Some files in the repo are missing in MIMIC datasets? #11

Closed AliRasekh closed 1 year ago

AliRasekh commented 1 year ago

Hello,

First, Thanks for your great project and code.

While running the 1_Generate_HAIM-MIMIC-MM file. I got this error:

FileNotFoundError: [Errno 2] No such file or directory: './data/HAIM/physionet/files/mimiciv/1.0/mimic-cxr-jpg/2.0.0/mimic-cxr-2.0.0-jpeg-txt.csv'

The path and other things are correct and I have downloaded and extracted the following datasets as mentioned: https://physionet.org/content/mimiciv/1.0/ https://physionet.org/content/mimic-cxr-jpg/2.0.0/

But in the second link, there is no file named "mimic-cxr-2.0.0-jpeg-txt.csv". How can I access that? And is the MIMIC-CXR version the same that you ran your code on it?

Thanks in advance

lrsoenksen commented 1 year ago

UPDATE (Jun. 12, 2023) For the publication, our team generated the file 'mimic-cxr-2.0.0-jpeg-txt.csv' by compiling an early-release version of participant notes and text from the images in CXR corresponding to MIMIC-IV. We wanted to add these to this repository, but the data policy from PhysioNet.org states we cannot directly share this compiled data via Git Hub. Physionet is the only one with permission to do so or subsets of the data. This means users need to generate their own mimic-cxr-2.0.0-jpeg-txt.csv based on the released notes and CXR files from Physionet.org once all notes are released. The dataset structure can be inferred from the code. As of June 12, 2023, Physionet has not fully released these notes, but it is likely they are planning to do so as part of their full release of MIMIC-IV. We are very sorry for any inconvenience this may cause.

AliRasekh commented 1 year ago

Thanks for your response.

Then one question. If I comment the following lines, does it cause any problem in generating the multimodal data?

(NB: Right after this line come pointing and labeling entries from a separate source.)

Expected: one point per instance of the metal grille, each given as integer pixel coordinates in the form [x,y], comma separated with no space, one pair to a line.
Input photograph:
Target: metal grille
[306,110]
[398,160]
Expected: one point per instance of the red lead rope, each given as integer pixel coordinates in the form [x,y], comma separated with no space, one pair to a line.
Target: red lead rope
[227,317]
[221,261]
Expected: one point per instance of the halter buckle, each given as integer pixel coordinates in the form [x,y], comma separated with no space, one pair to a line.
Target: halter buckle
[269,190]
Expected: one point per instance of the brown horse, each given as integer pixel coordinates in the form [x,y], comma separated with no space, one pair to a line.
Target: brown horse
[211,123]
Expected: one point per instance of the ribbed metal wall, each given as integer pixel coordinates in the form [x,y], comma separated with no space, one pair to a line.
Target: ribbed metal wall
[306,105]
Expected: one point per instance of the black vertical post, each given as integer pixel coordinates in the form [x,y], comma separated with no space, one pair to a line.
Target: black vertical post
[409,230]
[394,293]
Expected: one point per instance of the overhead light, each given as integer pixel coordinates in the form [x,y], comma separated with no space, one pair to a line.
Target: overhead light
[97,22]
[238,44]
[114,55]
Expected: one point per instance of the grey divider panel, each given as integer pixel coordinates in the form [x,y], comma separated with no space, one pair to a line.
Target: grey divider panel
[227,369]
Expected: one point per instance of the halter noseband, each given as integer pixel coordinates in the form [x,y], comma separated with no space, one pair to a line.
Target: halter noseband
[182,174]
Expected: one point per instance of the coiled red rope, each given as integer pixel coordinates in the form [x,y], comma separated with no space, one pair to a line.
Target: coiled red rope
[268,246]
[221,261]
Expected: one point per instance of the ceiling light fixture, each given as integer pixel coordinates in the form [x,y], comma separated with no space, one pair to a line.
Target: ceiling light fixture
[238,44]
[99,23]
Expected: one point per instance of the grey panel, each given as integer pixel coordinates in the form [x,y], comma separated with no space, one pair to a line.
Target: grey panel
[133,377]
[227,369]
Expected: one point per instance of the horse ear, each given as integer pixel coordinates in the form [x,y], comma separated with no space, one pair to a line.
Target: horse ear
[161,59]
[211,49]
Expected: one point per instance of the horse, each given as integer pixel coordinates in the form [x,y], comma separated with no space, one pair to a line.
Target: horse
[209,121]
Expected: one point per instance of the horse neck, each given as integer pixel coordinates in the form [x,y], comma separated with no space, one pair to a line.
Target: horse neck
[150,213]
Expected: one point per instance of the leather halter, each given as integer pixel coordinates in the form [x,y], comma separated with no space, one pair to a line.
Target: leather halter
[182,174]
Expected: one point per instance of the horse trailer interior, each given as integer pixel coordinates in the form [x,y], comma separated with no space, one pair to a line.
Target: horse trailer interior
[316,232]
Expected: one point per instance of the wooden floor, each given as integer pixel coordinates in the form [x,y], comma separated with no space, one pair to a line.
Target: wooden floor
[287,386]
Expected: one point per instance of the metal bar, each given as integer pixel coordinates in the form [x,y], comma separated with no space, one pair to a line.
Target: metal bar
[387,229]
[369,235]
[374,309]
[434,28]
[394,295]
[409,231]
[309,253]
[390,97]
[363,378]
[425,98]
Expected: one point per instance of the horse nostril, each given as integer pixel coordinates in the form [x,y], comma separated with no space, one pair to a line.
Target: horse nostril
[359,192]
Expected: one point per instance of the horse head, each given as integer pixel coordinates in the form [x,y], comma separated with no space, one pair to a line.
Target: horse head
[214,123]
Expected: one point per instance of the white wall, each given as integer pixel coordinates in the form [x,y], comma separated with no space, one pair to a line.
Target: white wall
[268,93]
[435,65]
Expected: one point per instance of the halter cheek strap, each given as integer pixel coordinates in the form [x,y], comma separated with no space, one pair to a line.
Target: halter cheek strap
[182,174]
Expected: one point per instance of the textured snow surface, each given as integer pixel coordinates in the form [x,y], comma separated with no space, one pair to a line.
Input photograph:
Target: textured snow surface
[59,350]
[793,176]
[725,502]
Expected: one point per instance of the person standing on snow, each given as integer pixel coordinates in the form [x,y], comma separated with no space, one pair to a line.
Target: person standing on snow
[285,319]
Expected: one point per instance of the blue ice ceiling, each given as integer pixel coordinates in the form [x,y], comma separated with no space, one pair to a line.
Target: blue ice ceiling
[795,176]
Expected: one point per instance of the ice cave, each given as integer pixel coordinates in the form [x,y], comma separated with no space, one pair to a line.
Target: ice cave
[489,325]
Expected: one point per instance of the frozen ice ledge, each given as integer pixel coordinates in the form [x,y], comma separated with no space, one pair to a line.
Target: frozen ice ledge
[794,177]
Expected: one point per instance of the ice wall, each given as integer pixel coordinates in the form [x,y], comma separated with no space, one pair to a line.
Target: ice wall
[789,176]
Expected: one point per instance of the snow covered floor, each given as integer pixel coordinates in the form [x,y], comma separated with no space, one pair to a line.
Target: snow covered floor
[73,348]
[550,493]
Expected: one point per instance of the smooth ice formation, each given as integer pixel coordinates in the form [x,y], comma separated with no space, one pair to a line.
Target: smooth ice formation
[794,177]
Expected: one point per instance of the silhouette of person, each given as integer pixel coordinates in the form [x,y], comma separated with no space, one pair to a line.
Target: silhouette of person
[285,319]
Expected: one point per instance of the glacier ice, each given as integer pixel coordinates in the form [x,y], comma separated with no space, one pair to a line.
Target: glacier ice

#     # Add paths and info to images in cxr
    df_mimic_cxr_jpg =pd.read_csv(core_mimiciv_path + 'mimic-cxr-jpg/2.0.0/mimic-cxr-2.0.0-jpeg-txt.csv')
    df_cxr = pd.merge(df_mimic_cxr_jpg, df_cxr, on='dicom_id')
    # Save
    df_cxr.to_csv(core_mimiciv_path + 'mimic-cxr-jpg/2.0.0/mimic-cxr-2.0.0-metadata.csv', index=False)
    #Read back the dataframe
lrsoenksen commented 1 year ago

It should not cause problems, but the input data would not be the same as in the publication. If you don't use the notes of the images, then you may need to comment downstream lines during embedding generation so that the training algorithm is not expecting input text from there. Additionally, you can just make a mimic-cxr-2.0.0-jpeg-txt.csv all with the same text (empty notes).